Like it or not, the Washington Wizards' season is over. The coach was fired yesterday, and last week, on his infamous blog, Gilbert Arenas stated as much. He made a very poignant comment that this disastrous 1-10 start for the Wizards could very much end up being a positive outcome for the team.
Obviously, if they can keep up their poor level of play, they will be in the hunt for the most ping-pong balls come lottery time, and a top pick in the draft.
I don't know, maybe it's just me, but I don't like my supposed franchise player making remarks about getting a top pick in the draft by tanking the season. I would hope somebody I am paying that much money would be talented enough that I wouldn't have to think about that.
I don't like it, but that's the way the NBA lottery works, and Arenas is 111 percent on the money.
The only chance the Wizards have at becoming an elite team in the NBA is to tank this season, win the lottery, and draft the top big man available. Easier said than done? Of course, but what other options do they have?
The Wizards have been hovering around mediocrity since their inception, and the last few years have been no different. They've certainly had some talented players come through D.C., but they've never put together a core that could compete for a championship year-in and year-out.
The Wizards are in limbo because they have three All-Stars, who all do the same things well—shoot and score. Their defense is atrocious, and they have absolutely no inside presence. The two-headed monster of Haywood and Thomas has not been getting the job done.
Nobody is going to trade the services of a top-level big man for Butler, Jamison, or Arenas. And if they did, the Wizards wouldn't be as dangerous as they are capable of being anyway. So where do they go?
The only way the Wizards are going to find the dominating center or power forward (and no, Jamison is not a power forward) they need is through the draft. The only way to get a high draft pick is take their chances and to throw a season away.
They have no money as far as the salary cap is concerned, and and a trade is going to keep them where they are at. They need to face the facts, hedge their bets, tank the season, keep their fans with them, and hope the lottery gods are on their side.
The tanking of the season doesn't always work, just ask the Celtics who have famously tried doing it twice when Tim Duncan and Greg Oden were coming out of college.
But sometimes it does.
The Wizards are like the Spurs team led by David Robinson about a decade ago. They were okay, they were never going to win a championship with Robinson, but they made the playoffs every year and were a fine team.
What happened? We all know the story.
Robinson gets hurt, and the Spurs have one of the worst records in the league. They win the lottery, draft Tim Duncan, and win four NBA Championships over the course of the next 10 years.
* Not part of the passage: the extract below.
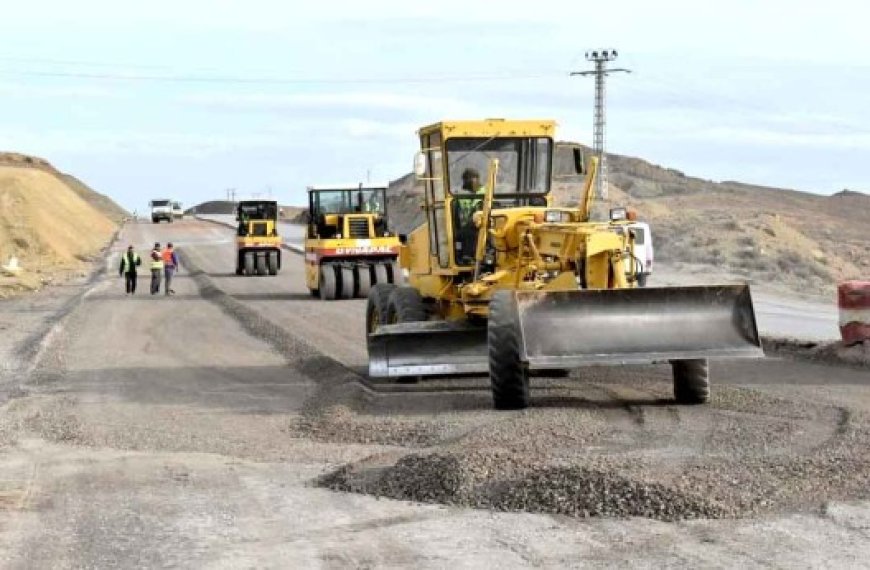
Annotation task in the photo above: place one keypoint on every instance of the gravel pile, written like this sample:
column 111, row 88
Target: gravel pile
column 745, row 465
column 568, row 490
It also worked when the Cavs tanked their season to get LeBron James, who has single-handedly rebuilt that franchise.
Why not the Wizards?
Nobody goes into a season expecting to start 1-10, much less a playoff team with two All-Stars and one coming back from injury in a month.
Even before this horrendous start, nobody expected them to compete with Boston, Cleveland, or Detroit. Maybe this start is a sign? Maybe this is their chance to get over the hump? This is a chance to make up for the Kwame Brown pick?
Put a Blake Griffin on the Wizards next year and see if he is as good as advertised. Throw in a defensive minded coach in Avery Johnson next year, and I see no reason why with a core of Arenas, Butler, Jamison, and Griffin, the Wizards couldn't compete with any team in the NBA and challenge for an NBA Championship.